Çin’in tarih sahnesine bu şekilde dönüşü ve Rusya’nın tekrar ayaklarının üstüne kalkması birkaç farklı hakimiyet teorisinin eklektik bir bileşimi diyebileceğimiz Büyük Ortadoğu Projesi’ni gündeme getirmiştir. Aslında çekirdeği iç hilal olarak tanımlanan bu bölgenin Müslüman kesimini içine alan bu proje ile Türkiye’nin öncülüğünde ve İsrail’in vurucu gücüne sırtını vermiş bir kontrol mekanizması yaratılmak istenmektedir. Bu proje ile tıpkı Sovyetlerin 1946’larda ördüğü demir perdeye benzer bir demir perdeyi ABD, Rusları güneyden kuşatmak için oluşturmaya çalışmaktadır. Projenin maddi getirisi güvene kavuşmuş Ortadoğu ve Hazar Petrolleri, siyasi, ideolojik ve jeopolitik getirisi ise kuşatılan Rusya yanında enerji kaynaklarına ulaşımı engellenen ve kısmen karadan kuşatılmış bir Çin olacaktır. Çin ile doğrudan ilgi kurmak elbette ki şu an için çok zor görünüyor.

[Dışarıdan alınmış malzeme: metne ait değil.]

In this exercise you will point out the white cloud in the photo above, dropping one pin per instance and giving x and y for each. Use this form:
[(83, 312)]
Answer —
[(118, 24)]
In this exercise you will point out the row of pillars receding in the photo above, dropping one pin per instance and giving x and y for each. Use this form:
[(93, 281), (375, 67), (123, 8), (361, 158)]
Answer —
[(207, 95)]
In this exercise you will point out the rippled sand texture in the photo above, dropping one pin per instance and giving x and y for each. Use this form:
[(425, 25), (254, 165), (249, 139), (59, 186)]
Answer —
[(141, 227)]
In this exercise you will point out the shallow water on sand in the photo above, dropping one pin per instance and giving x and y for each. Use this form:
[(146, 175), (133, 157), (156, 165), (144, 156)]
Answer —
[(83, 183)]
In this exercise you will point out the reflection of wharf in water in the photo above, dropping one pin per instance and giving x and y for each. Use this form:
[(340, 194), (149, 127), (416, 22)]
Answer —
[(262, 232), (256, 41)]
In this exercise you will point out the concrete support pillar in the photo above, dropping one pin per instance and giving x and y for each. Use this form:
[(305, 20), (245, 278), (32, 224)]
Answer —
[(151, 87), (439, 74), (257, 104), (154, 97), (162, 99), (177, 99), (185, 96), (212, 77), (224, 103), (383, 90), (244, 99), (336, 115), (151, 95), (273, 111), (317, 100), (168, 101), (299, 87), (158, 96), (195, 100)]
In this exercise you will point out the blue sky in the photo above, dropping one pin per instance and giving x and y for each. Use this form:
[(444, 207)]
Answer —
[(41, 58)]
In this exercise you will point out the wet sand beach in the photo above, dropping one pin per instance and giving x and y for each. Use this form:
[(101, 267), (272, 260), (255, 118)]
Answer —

ABD, birçoğu 1960’larda İngiltere’nin çekilirken kurduğu batı kökenli despotların kaybolan meşruiyetinden hareketle buraya yeni bir çehre veriyor. Bu ülkelerin hemen hepsi 50 yıldır batı ajanı diktatörlerce halkının kanını döktü. Bu düzene karşı gelen Muhammed Farrah Aidid, Hasan El Turabi gibi sırtını halka vermiş liderler söz konusu olmuşsa da onların da kafaları koparılmıştır. Çevik Bir’in komutasındaki Somali Operasyonu bizzat bu işleri organize etmek içindir.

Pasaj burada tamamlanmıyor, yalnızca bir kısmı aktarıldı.